In the case of cellular, as well as viral mRNA, it has been shown that regions of double-stranded RNA, resulting from the presence of inverted sequences in the RNA or association with antisense RNA, are subject to deamination by ADAR, leading to multiple inosines in the RNA (1
). Such RNAs are normally retained in the nucleus through interaction with nuclear matrix proteins and eventually degraded (36
). However, a previous study using the Xenopus
oocyte export model showed that edited RNA was exported to the cytoplasm if the RNA contained an RRE and Rev was provided in trans
). In addition, a previous study by Lu et al. using a lentivirus antisense vector reported that HIV-1 RNA recovered from cells expressing antisense RNA showed multiple mutations in the antisense target region of the HIV-1 genome that were consistent with ADAR activity (42
). These results suggest that at least some of the genomic RNA, which was complexed with antisense RNA and edited as a result of formation of dsRNA, was eventually exported to the cytoplasm and packaged. Therefore, it seems possible that editing activity plays a role in antisense inhibition. It also follows that naturally occurring antisense could help provide retroviruses with an additional pathway for sequence diversification.
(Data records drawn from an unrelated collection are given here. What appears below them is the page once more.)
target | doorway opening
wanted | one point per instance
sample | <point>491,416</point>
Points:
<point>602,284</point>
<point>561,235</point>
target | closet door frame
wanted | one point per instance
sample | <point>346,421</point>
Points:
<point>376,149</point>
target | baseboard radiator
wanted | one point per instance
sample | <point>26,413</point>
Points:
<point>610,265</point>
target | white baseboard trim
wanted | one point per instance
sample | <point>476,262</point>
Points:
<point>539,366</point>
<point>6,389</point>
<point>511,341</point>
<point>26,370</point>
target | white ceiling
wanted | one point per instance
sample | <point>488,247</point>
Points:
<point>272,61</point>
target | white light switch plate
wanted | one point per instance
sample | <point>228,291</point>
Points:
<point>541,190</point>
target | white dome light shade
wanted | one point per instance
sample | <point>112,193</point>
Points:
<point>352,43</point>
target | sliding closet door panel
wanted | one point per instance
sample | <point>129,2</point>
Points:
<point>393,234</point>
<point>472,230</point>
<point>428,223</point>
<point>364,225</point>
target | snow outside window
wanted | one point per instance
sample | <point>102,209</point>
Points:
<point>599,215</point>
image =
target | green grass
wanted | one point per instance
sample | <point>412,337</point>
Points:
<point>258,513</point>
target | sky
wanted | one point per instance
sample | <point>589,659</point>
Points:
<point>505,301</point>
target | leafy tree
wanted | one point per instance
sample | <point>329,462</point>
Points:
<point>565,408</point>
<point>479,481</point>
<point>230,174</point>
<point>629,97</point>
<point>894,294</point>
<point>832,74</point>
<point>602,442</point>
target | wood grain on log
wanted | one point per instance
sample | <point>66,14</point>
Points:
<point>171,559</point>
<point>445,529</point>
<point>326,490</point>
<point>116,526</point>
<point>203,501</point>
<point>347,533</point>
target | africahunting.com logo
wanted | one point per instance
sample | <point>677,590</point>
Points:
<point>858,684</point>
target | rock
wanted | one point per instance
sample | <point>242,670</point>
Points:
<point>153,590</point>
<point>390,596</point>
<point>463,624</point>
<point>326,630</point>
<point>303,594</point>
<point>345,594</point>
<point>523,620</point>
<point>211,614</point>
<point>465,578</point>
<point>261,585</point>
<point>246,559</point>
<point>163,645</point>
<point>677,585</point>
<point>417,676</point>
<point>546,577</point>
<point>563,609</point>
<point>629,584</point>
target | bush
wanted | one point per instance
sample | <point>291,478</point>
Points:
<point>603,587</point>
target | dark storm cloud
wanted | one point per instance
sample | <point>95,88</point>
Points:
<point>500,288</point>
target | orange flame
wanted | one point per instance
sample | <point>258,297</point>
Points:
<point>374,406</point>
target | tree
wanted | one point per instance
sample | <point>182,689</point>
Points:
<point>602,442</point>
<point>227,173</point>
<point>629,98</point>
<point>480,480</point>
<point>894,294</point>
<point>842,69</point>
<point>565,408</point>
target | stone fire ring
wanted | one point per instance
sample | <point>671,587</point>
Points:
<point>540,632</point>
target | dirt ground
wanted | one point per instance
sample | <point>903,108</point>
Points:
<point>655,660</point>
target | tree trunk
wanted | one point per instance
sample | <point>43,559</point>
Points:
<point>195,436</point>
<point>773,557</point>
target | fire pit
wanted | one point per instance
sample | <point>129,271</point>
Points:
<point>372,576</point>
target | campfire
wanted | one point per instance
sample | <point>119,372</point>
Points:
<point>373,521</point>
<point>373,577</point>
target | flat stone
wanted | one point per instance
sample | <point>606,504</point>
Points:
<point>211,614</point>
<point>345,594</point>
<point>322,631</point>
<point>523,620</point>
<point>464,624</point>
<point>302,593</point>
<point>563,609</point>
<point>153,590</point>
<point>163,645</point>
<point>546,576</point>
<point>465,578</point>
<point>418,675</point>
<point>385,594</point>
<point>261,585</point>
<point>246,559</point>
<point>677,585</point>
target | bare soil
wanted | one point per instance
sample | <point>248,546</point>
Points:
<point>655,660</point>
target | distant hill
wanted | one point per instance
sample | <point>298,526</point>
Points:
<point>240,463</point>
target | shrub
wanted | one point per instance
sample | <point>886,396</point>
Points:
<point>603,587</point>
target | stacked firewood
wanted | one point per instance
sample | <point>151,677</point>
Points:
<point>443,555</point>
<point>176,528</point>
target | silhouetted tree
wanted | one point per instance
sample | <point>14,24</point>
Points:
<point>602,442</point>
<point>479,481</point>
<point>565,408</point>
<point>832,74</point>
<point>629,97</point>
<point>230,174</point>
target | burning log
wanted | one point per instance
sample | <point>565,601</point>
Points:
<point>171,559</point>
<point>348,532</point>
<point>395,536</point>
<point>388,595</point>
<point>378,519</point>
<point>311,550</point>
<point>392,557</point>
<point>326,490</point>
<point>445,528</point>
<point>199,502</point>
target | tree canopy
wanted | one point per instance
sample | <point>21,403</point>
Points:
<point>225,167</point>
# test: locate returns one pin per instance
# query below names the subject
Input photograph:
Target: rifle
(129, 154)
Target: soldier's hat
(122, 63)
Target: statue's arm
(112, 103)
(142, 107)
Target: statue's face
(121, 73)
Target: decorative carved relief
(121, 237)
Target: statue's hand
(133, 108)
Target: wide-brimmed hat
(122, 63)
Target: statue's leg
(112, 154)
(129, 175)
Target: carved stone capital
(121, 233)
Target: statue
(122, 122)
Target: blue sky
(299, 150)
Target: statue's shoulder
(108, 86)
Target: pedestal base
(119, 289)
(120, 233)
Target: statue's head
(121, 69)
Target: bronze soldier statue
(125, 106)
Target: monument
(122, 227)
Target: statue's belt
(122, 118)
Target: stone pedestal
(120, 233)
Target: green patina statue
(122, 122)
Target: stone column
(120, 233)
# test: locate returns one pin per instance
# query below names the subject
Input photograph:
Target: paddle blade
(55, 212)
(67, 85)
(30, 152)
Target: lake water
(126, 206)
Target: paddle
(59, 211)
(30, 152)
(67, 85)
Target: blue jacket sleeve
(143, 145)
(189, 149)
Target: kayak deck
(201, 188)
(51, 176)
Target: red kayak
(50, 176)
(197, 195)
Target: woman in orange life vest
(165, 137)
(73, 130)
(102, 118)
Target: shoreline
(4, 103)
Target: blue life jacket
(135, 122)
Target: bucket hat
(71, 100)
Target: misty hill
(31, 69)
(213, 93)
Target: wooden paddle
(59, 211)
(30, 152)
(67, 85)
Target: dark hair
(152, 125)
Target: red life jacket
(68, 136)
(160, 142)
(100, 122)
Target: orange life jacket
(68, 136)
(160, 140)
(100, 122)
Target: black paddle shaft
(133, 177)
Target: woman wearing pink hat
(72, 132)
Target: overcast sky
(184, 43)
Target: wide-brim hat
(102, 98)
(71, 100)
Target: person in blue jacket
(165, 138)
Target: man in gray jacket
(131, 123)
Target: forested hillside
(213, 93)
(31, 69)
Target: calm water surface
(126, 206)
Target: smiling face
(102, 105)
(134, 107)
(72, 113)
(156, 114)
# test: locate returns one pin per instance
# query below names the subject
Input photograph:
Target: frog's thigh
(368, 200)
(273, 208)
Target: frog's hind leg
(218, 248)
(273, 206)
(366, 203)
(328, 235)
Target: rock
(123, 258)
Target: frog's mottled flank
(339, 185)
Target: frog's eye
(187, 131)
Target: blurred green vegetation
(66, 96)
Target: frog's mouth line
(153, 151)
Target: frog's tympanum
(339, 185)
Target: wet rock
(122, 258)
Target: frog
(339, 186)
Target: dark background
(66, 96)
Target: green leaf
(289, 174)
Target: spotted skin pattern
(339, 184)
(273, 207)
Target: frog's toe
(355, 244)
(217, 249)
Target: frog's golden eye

However, to date, reverse transcription-PCR sequencing of cytoplasmic RNA in cells transfected with proviral clones and plasmids expressing antisense RNA has failed to detect any mutations indicating ADAR editing (data not shown). Thus, we do not believe that editing is directly connected to the reduced protein levels we observe. Also, the target region is downstream of the GagPol ORF, and mutations in the target region, the 3′ untranslated region, will thus not affect the GagPol protein per se. However, editing of even a small amount of the RNA could potentially lead to the production of miRNA from the antisense RNA (52
). Inhibition by a miRNA-mediated mechanism would be consistent with the efficient inhibition we observe, and miRNA often exerts its effect at the translation level (55
Irrespective of the mechanism utilized for antisense inhibition, our results are of importance for future development in the gene therapy field. The data suggest that it will be advantageous to ensure that any long antisense RNA designed to combat HIV-1 contains the RRE to allow trafficking along the Rev/RRE pathway, since this will likely significantly increase the efficiency of antisense inhibition. Our data also show that an RRE-driven antisense RNA, in combination with Rev, is able to efficiently inhibit a target that utilizes the CTE pathway. This raises the possibility that Rev/RRE trafficking of antisense RNA could also be exploited to make antisense RNA inhibition more efficient for non-HIV-1 applications.